6 tools Official Updated Jun 28, 2026 Official Vinkius Partner

Connect your Chainlit Cloud projects to any AI agent and embrace a new paradigm of conversational observability. Analyze your AI app traffic directly from your terminal or chat.

What you can do

  • Project Analytics — Trigger detailed data fetches mapping global traffic statistics, distinct user adoptions, and absolute utilization figures across your AI portfolio.
  • Thread Introspection — Query explicit interaction boundaries isolating full chronological conversations from users securely and swiftly.
  • Trace Logic Steps — Extrapolate internal logic jumps identifying explicit prompts, outputs, tool executions, and retrieval boundaries used per interaction.
  • Qualitative Feedback — Automatically extract lists capturing precise thumbs up/down, implicit ratings, and explicit textual user reviews targeting your bot responses.

How it works

  1. Subscribe to this server
  2. Introduce your Chainlit Cloud URL and Project API Key
  3. Start fetching and diagnosing chat failures directly using Claude, Cursor, or compatible AI layers.

Who is this for?

  • AI Developers — Instantly diagnose why a model failed in production by demanding the exact logical sequence and parameter stack used on a specific bad output.
  • Product Teams — Monitor the absolute sum of positive feedbacks vs. negative outcomes, prompting your LLM to summarize the worst chats automatically.
  • QA Specialists — Periodically poll new conversations evaluating tone, relevance, and compliance parameters blindly spanning hundreds of hours without reading logs manually.
llm-observabilityconversational-aitelemetryai-analyticsmodel-trackingchat-logs

6 tools expose this connector's capabilities to your AI agent.

list_projects

List explicit globally configured Chainlit Cloud projects managing independent app tracking spaces

list_threads

List conversational threads identifying user interaction boundaries inside a specific deployed project

get_thread

Retrieve the exact payload for a specific conversational thread locating exact node topologies

list_steps

List raw programmatic interaction steps explicitly defining prompts and generations inside a single thread

list_feedbacks

List absolute user review feedbacks rating explicitly conversational accuracy and value across deployments

get_stats

Retrieve explicit analytics statistics representing traffic boundaries and resource consumptions over native projects

See how to talk to your AI agent using Chainlit.

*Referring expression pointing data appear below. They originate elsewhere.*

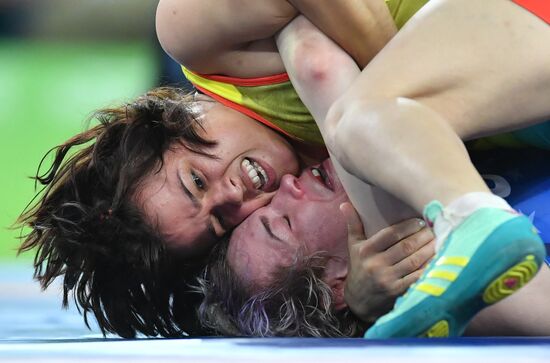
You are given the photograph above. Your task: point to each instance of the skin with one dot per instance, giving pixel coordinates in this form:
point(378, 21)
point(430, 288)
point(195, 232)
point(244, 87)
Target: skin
point(277, 233)
point(303, 219)
point(194, 199)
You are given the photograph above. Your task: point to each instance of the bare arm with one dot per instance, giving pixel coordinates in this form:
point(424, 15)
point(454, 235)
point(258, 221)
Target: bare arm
point(524, 313)
point(235, 37)
point(360, 27)
point(321, 71)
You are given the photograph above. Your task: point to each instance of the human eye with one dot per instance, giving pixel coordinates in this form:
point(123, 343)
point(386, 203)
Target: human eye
point(197, 180)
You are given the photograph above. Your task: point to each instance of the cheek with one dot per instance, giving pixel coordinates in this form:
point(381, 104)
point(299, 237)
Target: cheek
point(324, 227)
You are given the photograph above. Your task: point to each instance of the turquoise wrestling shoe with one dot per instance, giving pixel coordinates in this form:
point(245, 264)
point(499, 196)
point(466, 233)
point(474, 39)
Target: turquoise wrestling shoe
point(487, 257)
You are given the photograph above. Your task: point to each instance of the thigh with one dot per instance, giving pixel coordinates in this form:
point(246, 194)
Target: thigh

Retrieve the analytics stats of my currently enabled Chainlit cloud project targeting traffic.

Statistics collected securely via the Project endpoints. Currently, your implementation 'SupportBot-Alpha' processes approximately 389 conversations accounting for nearly 41,000 internal generative tokens in this time boundary. Anything specific to narrow down?

Search my cloud instance for the recent recorded chat interactions (threads) to fetch what clients asked today.

Execution successful on your native environment. Found 8 active raw threads in the last few windows. Chiefly, Thread #d8s1_.. tracks questions involving "Pricing plans and multi-factor capabilities". Should I dive deeper reading the full step logic of this thread?

Gather all negative feedbacks users submitted across this AI project.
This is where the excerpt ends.